The caribou pranced out of sight on the tundra, seeming to melt into the rarefied air from which he had appeared, and we headed up the mountainside toward the cloud. A razor-sharp awareness of the topography and vegetation directed my eyes to any place where our presence might surprise an animal. The little draw just there, the rise in the small stand of willows—each prompted a minor diversion in one direction or another just to be sure we didn’t surprise
ursa arctos horribilis
.

With a conflicted mix of anger and reverence, I had embarked on this trip believing that if we did come across a bear, it would know that it owed me one; it would leave us alone out of respect. Losing Dad and Kathy had sliced me to my core. Understanding that I had lost them because of the violent action of another being twisted the knife. Even so, I did not wish to harm any bear with the weapons we’d brought.

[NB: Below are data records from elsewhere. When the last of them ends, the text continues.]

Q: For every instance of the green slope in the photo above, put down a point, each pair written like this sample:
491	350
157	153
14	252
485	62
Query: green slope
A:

Wait. That isn’t true. A part of me wanted to find that bear, or its progeny, hold up the shotgun, pull the trigger, feel the recoil, watch the bear crumple, thick brown fur matted with red, watch its eyes glaze and dull. A part of me wanted that, but it was a weak, thin part of me, afraid like a small child. And
that
bear was as dead as my dad, as dead as Kathy, killed as quickly and with as much intent.

The rest of me needed to know the bear, to understand it, as deeply as its animal act had cut me. I imagined an encounter with a bear, close, human face to bear face, in which his small eyes considered me with wisdom and compassion, and then he turned his muscled body and moved back into the wild. But this was lunacy. The wilderness and the bear would show me no sympathy.